Om elf uur vanmorgen al zat ik met Verboon1 te schaken. Maar hij kreeg bezoek: mensen die iets van Schoonhoven2 wilden zien en kopen. Praatgrage lui, Hollanders die in Zwitserland wonen, die artistiek Europa van heel nabij kennen. Verboon stelde me voor als schrijver en zei iets over Istanboel, tropenjaren3 en een vliegend tapijt.4 Een vliegend tapijt! Daar hadden ook zij eens mee te maken gehad, zeiden ze. En met P., de wereldberoemde en van Daidalos’ kunst bezeten kunstenaar, die met zijn moeder in een piepklein huisje woont. Ze zijn heel zuinig, die twee; ze gooien nooit iets weg. Ze delen het huis met een aantal beo’s en papegaaien, die in alle vrijheid door de kamer fladderen. Bezoekers moeten zich tegen duikaanvallen beschermen, want die beesten schijten natuurlijk waar ze gaan of vliegen.

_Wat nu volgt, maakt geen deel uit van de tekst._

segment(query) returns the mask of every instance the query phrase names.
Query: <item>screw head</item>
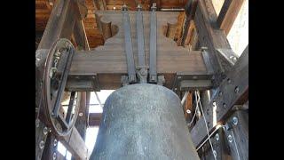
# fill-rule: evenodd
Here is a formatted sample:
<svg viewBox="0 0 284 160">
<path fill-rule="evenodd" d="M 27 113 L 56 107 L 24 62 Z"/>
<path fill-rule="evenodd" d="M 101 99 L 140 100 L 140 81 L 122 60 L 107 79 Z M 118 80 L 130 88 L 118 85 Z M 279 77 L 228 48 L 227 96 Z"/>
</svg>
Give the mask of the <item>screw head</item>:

Op een dag kreeg de kunstenaar bezoek van de directeur van een museum uit S, (BRD) met de vraag of hij iets voor dat museum had. Nee, maar dat wilde hij wel heel speciaal voor dat museum maken: een vliegend tapijt zou het worden. Hij vond in de kamer een kleedje, stijf gescheten door die vogels, zette er een achttal ventilatoren onder en werkelijk: het kleedje kwam door al dat geweld van de grond, een decimeter zeker. Het werd voor dertigduizend D.M. van de hand gedaan. Het had met míjn vliegend tapijt niet veel te maken, maar de directeur was opgetogen en ik ben het nu ook.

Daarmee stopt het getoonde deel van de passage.